The Fiat 500 is designed to be a stylish city car and it really excels around town. Its compact dimensions and large front windows mean it’s easy to see where you’re going and place the car where you want it, and the 500 can nip through gaps that would leave other cars – even superminis – sat waiting.

One neat feature is Fiat’s City Steering mode, fitted to every new 500. You simply press a button on the dashboard to give the steering extra power assistance, which makes it easy to twirl around with hardly any effort. This makes parking a breeze and Fiat offers optional rear parking sensors (on the Pop model) to help with reversing, too. It’s worth noting that, thanks to the small rear windows and large C-pillars, that rearwards visibility isn’t nearly as good as the view out the front.

The suspension is a bit on the firm side, but it’s acceptable around town and only rough roads cause the car to disturb those inside. In corners, there’s plenty of grip from the relatively skinny tyres, however the 500 isn’t the most exciting city car to drive. It’s safe, easy and predictable, but the steering doesn’t have much feedback and there’s plenty of body lean in corners.

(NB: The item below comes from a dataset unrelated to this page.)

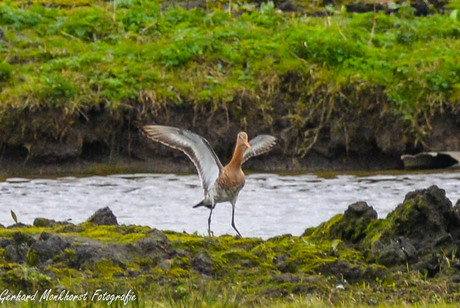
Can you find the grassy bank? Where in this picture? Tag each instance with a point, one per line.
(408, 259)
(62, 65)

Unfortunately, the gearshift could be a bit better – it’s not as smooth that of a Mazda2 or MINI, and while it’s easy enough to find the right gear, selecting reverse can be a bit tricky.

Fiat 500 petrol engines

The 1.2-litre engine doesn't make the 500 especially fun to drive, and it's rather sluggish to accelerate from 0-62mph. It is cheap to buy, though, and in the real world should be cheap to run – despite the average looking official fuel-economy figures.

With 69bhp, the 1.0-litre petrol engine found in the Mild Hybrid gets the 500 from 0-62mph in 13.8 seconds. It needs plenty of revs, but feels a bit less strained than the 1.2-litre, even if it isn't especially refined. It's at its best in town, but can struggle on faster roads.